They guy at the Fedex office had been turfed out to have a last fag of the day, even though it was freezing, so I says to him, sympathetically of course, "after July you'll be stuck out here permanently". It was a joke, obviously, carrying the message that unless he gives up smoking, like all right thinking people such as me, he will be stuck outside when England catches up with the rest of the UK and bans smoking in a variety of places from pubs and restaurants to offices and school nurseries. You'll only be able to smoke inside, in prison, ha ha. How he laughed.
In New York, when Bloomberg started his campaign to make the city completely smoke free (that's his legacy - no smoking anywhere if he can manage it in time) a local midtown bar/ restaurant went through the following transformation. Since it's only girls who smoke nowadays, they would all pile out at half time (after three drinks or in between courses) for a cigarette (no, I'm not going to say fag). The management eventually put a strip of astroturf outside for their comfort and the girls - who had tottered in earlier in heels, makeup, glamorous coats and bags etc, were to be found a little later in the cold with no shoes, outerwear gone, smoking and laughing like blokes used to do (without the shoe removal, obviously). It was an unintentional side effect and led one out of towner to bemoan the decline of New York "with all these girls on the street".

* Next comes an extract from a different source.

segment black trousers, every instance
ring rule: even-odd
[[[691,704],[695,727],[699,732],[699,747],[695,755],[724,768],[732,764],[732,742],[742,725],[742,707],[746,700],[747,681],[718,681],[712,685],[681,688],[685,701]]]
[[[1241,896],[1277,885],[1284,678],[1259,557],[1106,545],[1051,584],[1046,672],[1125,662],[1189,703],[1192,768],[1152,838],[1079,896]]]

Glasgow has gone a step further. European cafe culture has finally arrived. Every bar, pub and restaurant has it's own roped-off astroturf strip, complete with Parisian style metallic chairs and tables, where the denizens of the Dear Green Place can be found elegantly drawing on a Sobranie Continental, swapping humorous anecdotes with the demi monde. Only last November, in subzero temperatures, I witnessed this gay repartee outside several bars, where some of the jokers had gone one step further and decided to have a wee lie down as well. My ungracious hosts, smokers all, describe their Friday nights as "hell" where they now have to leave the pub by 9pm for fear of arrest, and regard the smoking areas as a Hogarthian nightmare populated by the worst imaginable drunks and tosspots. Obviously, when I told them to give up smoking they nodded, open mouthed, in appreciation of my insight into the matter.